Mas não é só "afecto" - é "expressão".

Dou poucos abraços e tenho poucas pessoas, muito poucas, que me dão abraços. Não me lembro do meu Pai me abraçar a não ser numa ocasião muito especial, muito triste e muito dura, mas desse não me hei-de esquecer por mais anos que viva. Também me lembro apenas de um abraço da minha mãe, ou melhor, à minha mãe, também num momento de enorme dor, minha, que nesse instante senti que era um pouco dela também.

Abracei os Homens da minha vida, os poucos que amei, muito e tanto, mas sempre de maneiras diferentes, com medidas diferentes.

Não sei abraçar os meus pais, os amigos, e perguntava-me se hoje ainda saberia abraçar um homem, porque mesmo que voltassee a amar algum, iria ter de reaprender a "expressar" esse amor.

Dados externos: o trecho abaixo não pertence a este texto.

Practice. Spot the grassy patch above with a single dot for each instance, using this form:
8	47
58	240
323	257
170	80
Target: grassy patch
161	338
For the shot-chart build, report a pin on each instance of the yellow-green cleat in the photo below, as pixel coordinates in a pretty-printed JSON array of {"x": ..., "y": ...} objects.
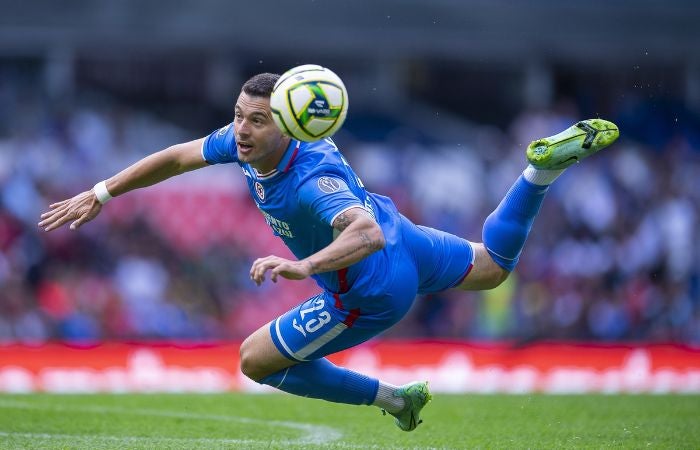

Só sei realmente abraçar o meu filho, que amo e sei dizer, sei mostrar que amo. E sei que gosto muito quando a minha mana me abraça. Não sei se a sei abraçar de volta, mas gostava de pensar que sim. O afecto está lá, mas a expressão é que custa.

O acto de abraçar alguém, de "apertar alguém nos braços", oferece uma proximidade tremendamente assustadora, tremendamente íntima, para mim. É expor o coração, no meio do peito aberto, a um contacto que tenho medo que me possa ferir.

Afinal, tenho muito ainda que curar em mim, tenho muito ainda para aprender. Mas tenho muito, ainda, para dar.

E depois de escrever isto, veio a insónia... Passei uma noite a pensar na distinção entre o "sentir" e o "expressar". Pensei: será que ainda sei realmente sentir? Será que ainda saberei amar?

Queria saber responder. E um dia, tempos depois, um homem entrou na minha pele e na minha alma, não sei de onde, não sei porquê, e dei por mim num abraço, bom, apertado, sem defesas, numa entrega que teve tanto de mágico como de absurdo. E depois, o medo, o susto, a ferida re-aberta, num repente insano. E deixei-o de fora, não soube mostrar-lhe o porquê. Neguei-lhe o abraço. E cá ando até hoje com ele impregnado em mim, estranhamente apaixonada, mas à distância... de um abraço.

Por isso, acho que, mesmo passado tanto tempo, mesmo feito tanto caminho ao longo dos últimos meses, realmente já não sei amar, mesmo quando me apaixono, porque não me sei dar sem reservas por mais do que uns poucos momentos que dura o ímpeto da química, da mágica, da paixão.

E o pior é que eu queria tanto dar esse abraço, abrir o meu coração, mais do que os braços, e tenho tentado tanto, e não consigo evitar a antecipação da dor. E assim me prendo a uma outra dor.